Tuesday, January 15, 2013

Rava Pongal | Cream of wheat and lentil porridge

Wish you all a very happy Makar Sankranti | Lohri | Pongal!

Festival for me is all about having great time with family, cooking, eating & serving good food, not to forget to worship the God. We had a great weekend & hence was tired to cook elaborate meal on Monday morning. Since, it is the festival, I did not want to skip the tradition of making the pongal, both khara & sweet! I made this rava pongal instead of the regular rice pongal.

Pongal tastes divine with just a couple of ingredients that goes in. The magic of pongal lies in the ghee/clarified butter that is added!

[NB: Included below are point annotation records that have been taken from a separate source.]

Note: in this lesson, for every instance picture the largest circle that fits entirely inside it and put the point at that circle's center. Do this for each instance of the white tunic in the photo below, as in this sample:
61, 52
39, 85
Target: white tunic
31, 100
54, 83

Here goes the recipe for it.

Preparation Time: 5 mins
Cooking Time: 15 mins (except the lentil cooking time)
Serves: 2-3

Ingredients:
  • Moong dal/Split green gram lentils/Hesaru bele: 1/3 cup
  • Cream of wheat/Rava/Uppittu rave: 1 cup
  • Ghee/Clarified butter/Tuppa: 3 tbsp(divided use)
  • Pepper powder: 1/4 tsp
  • Pepper pods: 6-8 nos
  • Cumin seeds: 1/2 tsp
  • Cashew nuts: a fistful
  • Curry leaves: 4-5 nos, torn
  • Salt: As needed
  • Water: 3 cups
Method:

  • Heat the 1 tsp ghee in a pressure cooker. When ghee is hot, throw in the moong dal & saute the dal on medium heat until it slightly changes its color. Add in around a cup of water & pressure cook the dal for two whistles or 15 mins on medium heat. Allow it to cool.
  • Meantime, heat a tbsp of ghee in a wok. When hot, throw in the cream of wheat & roast on a medium heat for 5-7 mins. The cream of wheat should turn golden brown & the aroma of the roasted rava should fill your kitchen!
  • Boil 3 cups of water in a sauce pan.
  • When the lentils are cooled, mash them thoroughly. (Refer notes)
  • Heat 1 tbsp of ghee in a broad pan. When ghee is hot, add in the cumin seeds & the cashew nuts. When nuts turn golden brown, throw in the curry leaves, pepper pods & pepper powder.
  • When curry leaves wilt, add the hot water & salt.
  • Pour in the roasted rava & mix well. Ensure no lumps.
  • Add in the mashed dal & mix again. Cook it covered over low-medium heat for couple of minutes.
  • Turn off the heat. Add couple of teaspoons of ghee, mix well & serve!


Notes:

  1. My family prefers grainy dal over completely mashed. Hence, I keep them a little coarse (as seen in the picture).
  2. Coconut chutney & kootu is a great combination for pongal.

Monday, November 5, 2012

Appi Payasa | Fried cream of wheat kheer

I have some distinct memories associated with some dishes. From the time I can remember, I always fascinated cooking but never took the initiation to cook, until I had no other choice! During my teenage days, whenever I got a chance to attend the weddings, upanayanam or any family functions, I used to venture into the kitchen. I used to talk to the cook & get to know the recipe of a dish with a fancy name!! I have been doing this till date. The only difference is, now I try to write down the recipe.

Appi payasa/payasam is one such dish learnt during a conversation with one of the cooks. Here is how "appi payasa" is made. A tight dough is made with cream of wheat. They are rolled & deep fried in ghee like pooris(Deep fried Indian bread). These pooris are crushed & added to the milk.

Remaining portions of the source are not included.